D.h. Kleidung für die kommende Saison wird zu spät angeboten werden können. Da die Konsumstimmung gedrückt ist, bricht auch der e-Commerce-Umsatz ein. In den Lagern stapeln sich Artikel einer schnell veralteten Kollektion. Wie sehen Ihre ersten Schritte aus, um wieder Herr der Lage zu werden?

Sicherlich ist ein großes Maß an Improvisation und Flexibilität notwendig, um nach einer Bestandsaufnahme der Situation zügig Entscheidung zu treffen, z.B.

  • Durch welche Maßnahmen kann die Lieferkette stabilisiert werden?
  • Wie und welche Prozesse können beschleunigt werden?
  • Welche Liefertermine für die Waren der kommenden Saison können verbindlich an die Verbraucher kommuniziert werden?
  • Wie lässt sich das e-Commerce-Geschäft, trotz aller Schwierigkeiten, hochfahren? Insbesondere um aktuelle Ware zu verkaufen und hieraus Liquidität zu schöpfen.
  • Welche alternativen Vertriebswege bzw. Vertriebspartner national wie international können herangezogen werden?

Dies ist nur ein Auszug aller relevanten Fragen und sie verdeutlichen, dass innovative, unkonventionelle Wege gefunden und bestritten werden müssen. Immerhin bietet die Krisensituation in dieser Hinsicht eine Chance: „Das machen wir schon immer so“, wird als Aussage sofort im Keim erstickt.

Also entscheidend ist die sofortige, schnelle Analyse der Lage, Ärmel hochkrempeln und loslegen.
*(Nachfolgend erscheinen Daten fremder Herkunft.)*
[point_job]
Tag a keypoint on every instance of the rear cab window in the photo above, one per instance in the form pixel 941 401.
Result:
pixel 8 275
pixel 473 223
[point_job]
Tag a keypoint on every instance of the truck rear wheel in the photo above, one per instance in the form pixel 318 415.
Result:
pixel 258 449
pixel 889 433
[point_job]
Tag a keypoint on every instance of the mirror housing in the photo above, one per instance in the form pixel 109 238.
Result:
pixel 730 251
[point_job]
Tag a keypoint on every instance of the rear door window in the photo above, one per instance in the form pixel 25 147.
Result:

Fehler, die dabei gemacht werden, werden am nächsten Tag korrigiert.

Wo den Helfern geholfen wird

Warum und unter welchen Umständen lohnt es sich für Unternehmen, die jetzt jeden Cent zweimal umdrehen müssen, gerade in diesen Tagen dennoch in einen Interim Manager, z.B. einen CRO, zu investieren?
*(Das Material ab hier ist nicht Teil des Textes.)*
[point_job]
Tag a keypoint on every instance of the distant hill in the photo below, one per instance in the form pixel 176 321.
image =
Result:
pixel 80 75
Ein krisenerprobter CRO bringt gerade jetzt die erforderliche Führungs-, Entscheidungs- und Kommunikationsfähigkeit mit, um die Menschen aus einer ‚Schockstarre‘ herauszuführen, mitzureißen und mitzunehmen. Die Ruhe und Kompetenz, die ein krisenerfahrener CRO ausstrahlen kann, gibt die dringend notwendige Orientierung und Zuversicht.

Welche Unterstützung wünschen Sie sich in diesen herausfordernden Zeiten von den Interim Management Providern? Welche Rolle kommt hier speziell uns als EIM zu, die wir mit unserem internationalen Netzwerk trotz Reisebeschränkungen Manager vor Ort weltweit anbieten?

Interim Provider können neben ihrer alltäglichen Rolle des Meinungs- und Informationsaustausches, nun ein umfassendes Netzwerk von Experten zur Verfügung stellen. Als Interim-Manager und CRO wünscht man sich, dass man sich hier ggfs. schnell und unkompliziert auch einmal einen Rat holen kann. Dabei überzeugt mich bei EIM, dass ich mich auf die kompetente Beratung durch die EIM Partner verlassen und ihnen vertrauen kann. Es bereitet mehr Freude, gemeinsam im Team mit EIM auf den Projekterfolg hinzuarbeiten. Außerdem möchte ich mich – gerade in Krisenzeiten – ganz auf das Projekt beim Klienten konzentrieren können, ohne mich bereits um die Akquise des nächsten Auftrages kümmern zu müssen.

Vielen Dank für das Gespräch und bleiben Sie gesund, Herr Mezger-Boehringer.